Step 4. Try to be creditworthy

Pay your bills on time and avoid getting into debt. Every time you sign a contract, request a service or use your credit card, you make a commitment to pay what you owe and build your creditworthiness. In the future, this will help you get a loan to buy a house or make other investments.

  • Young people often don't have a clue how credit cards are used. It's not free money - don't let debt pile up, promising yourself you'll worry about it later. If you have a credit card and use it to make purchases, then pay the amount you owe as soon as it is debited. To avoid making mistakes, treat a credit card as if it were a prepaid card.
  • Pay back your loans on time, pay your bills on time and everything you owe. Don't waste money unnecessarily on paying interest rates: set up automatic charges online for monthly bills. Another way to avoid squandering is to strictly follow your budget.
Grow Up Step 20
Grow Up Step 20

Step 5. Start saving

Put some money in a savings account and don't touch it for unnecessary expenses. It's easy to find a compelling reason to use your savings for the purpose of buying a classic car, but consider your long-term economic goals and leave that money in the bank.

Also inquire about the payment of pension contributions. Go to INPS and ask for information about your particular situation, or do a search on the site

Grow Up Step 21
Grow Up Step 21

Step 6. Don't overspend

In other words, before making a purchase, consider whether you can afford it and plan how you will pay for it. If you don't know when you will be able to pay off a debt, don't buy on credit. Don't run big debts when you know you can't pay off.

  • It's hard to buy a house, car, or other expensive goods with cash alone, so chances are that at some point in your life you'll end up taking out loans and paying off debts. Talk to a financial advisor to find out which options and interest rates are right for you, and work with this professional to find a solution that fits your financial situation.
  • If you can, consolidate your debts. Repaying multiple loans each month can be confusing and frustrating, especially if you don't have enough money to pay to reduce your main debt; as a result, the process takes longer.
Grow Up Step 22
Grow Up Step 22

Step 7. Be ambitious at work and embrace new responsibilities

Growing up, being willing to make new commitments and fight for your job is a sign of maturity. Be determined.

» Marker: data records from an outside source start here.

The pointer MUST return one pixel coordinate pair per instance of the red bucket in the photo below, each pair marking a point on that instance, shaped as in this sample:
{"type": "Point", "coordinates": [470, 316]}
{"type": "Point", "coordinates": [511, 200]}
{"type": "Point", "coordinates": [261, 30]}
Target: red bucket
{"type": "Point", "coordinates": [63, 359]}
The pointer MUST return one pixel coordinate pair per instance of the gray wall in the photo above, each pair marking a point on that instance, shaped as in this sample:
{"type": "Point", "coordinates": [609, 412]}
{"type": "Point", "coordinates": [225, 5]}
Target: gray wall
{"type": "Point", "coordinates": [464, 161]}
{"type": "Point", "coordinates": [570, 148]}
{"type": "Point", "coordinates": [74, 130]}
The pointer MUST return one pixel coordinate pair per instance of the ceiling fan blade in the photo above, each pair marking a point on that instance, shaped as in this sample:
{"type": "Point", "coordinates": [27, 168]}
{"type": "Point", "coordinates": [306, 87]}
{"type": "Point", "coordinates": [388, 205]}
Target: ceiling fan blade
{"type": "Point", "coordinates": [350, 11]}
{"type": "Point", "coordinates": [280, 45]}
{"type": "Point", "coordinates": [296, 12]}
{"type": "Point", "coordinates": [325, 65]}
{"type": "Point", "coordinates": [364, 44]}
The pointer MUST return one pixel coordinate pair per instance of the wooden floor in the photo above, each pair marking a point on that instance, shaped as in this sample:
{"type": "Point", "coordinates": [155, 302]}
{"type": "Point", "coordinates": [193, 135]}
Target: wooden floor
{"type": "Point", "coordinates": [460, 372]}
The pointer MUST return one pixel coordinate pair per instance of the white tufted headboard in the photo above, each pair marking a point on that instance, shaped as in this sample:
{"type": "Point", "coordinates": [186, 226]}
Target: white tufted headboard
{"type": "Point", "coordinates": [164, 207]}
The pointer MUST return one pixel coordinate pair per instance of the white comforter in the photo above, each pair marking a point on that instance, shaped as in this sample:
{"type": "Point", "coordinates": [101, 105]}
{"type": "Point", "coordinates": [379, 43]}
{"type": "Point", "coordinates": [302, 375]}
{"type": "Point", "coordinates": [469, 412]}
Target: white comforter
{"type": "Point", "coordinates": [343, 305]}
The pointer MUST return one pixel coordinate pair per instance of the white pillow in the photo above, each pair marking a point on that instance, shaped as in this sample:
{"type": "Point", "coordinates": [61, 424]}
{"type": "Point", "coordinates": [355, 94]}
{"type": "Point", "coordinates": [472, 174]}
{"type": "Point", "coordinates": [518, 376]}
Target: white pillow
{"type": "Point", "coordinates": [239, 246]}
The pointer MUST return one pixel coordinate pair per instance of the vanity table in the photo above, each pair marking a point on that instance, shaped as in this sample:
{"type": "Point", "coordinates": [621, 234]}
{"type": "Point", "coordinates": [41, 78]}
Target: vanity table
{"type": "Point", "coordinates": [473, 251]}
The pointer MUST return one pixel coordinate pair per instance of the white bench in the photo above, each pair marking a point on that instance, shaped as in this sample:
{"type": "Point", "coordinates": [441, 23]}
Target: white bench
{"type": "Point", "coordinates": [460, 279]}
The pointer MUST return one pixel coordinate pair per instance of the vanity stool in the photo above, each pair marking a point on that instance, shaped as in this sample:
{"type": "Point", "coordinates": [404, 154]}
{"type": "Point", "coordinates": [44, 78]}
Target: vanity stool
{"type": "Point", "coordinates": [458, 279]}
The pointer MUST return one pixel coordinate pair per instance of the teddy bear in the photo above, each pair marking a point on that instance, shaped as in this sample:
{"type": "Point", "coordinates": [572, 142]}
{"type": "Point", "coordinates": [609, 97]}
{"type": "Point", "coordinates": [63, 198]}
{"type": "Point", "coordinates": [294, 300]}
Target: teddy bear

  • Volunteer for leadership roles in the workplace if such an opportunity presents itself. Don't worry about whether or not you will be the right employee for a certain position.
  • While you should cultivate a reputation as an ambitious person at work and in your relationships, don't be afraid to turn down requests that are incompatible with your personal goals. Being ambitious does not mean accepting everything that is offered to you - instead you should actively create opportunities to advance towards your long-term goals.

Advice

  • Maturity does not necessarily occur at a certain age. Years go by for everyone, but not everyone matures.
  • Avoid depending on others - you have to define your goals. Life is yours. Stop complaining and try to understand that in fact you are the architect of your destiny: you came into the world empty-handed, and you will leave the same way. Everything in between is your doing.
  • Growing up doesn't mean standing up to your parents. They can still help you on the path to independence.
  • It is you who forge your life and the first to believe in your worth. If you don't deem yourself worthy of something, others will perceive it and act accordingly. If you don't like yourself, ditto. Don't you appreciate what you are? Deeply self-analyze to improve those parts of yourself that you want or need to change.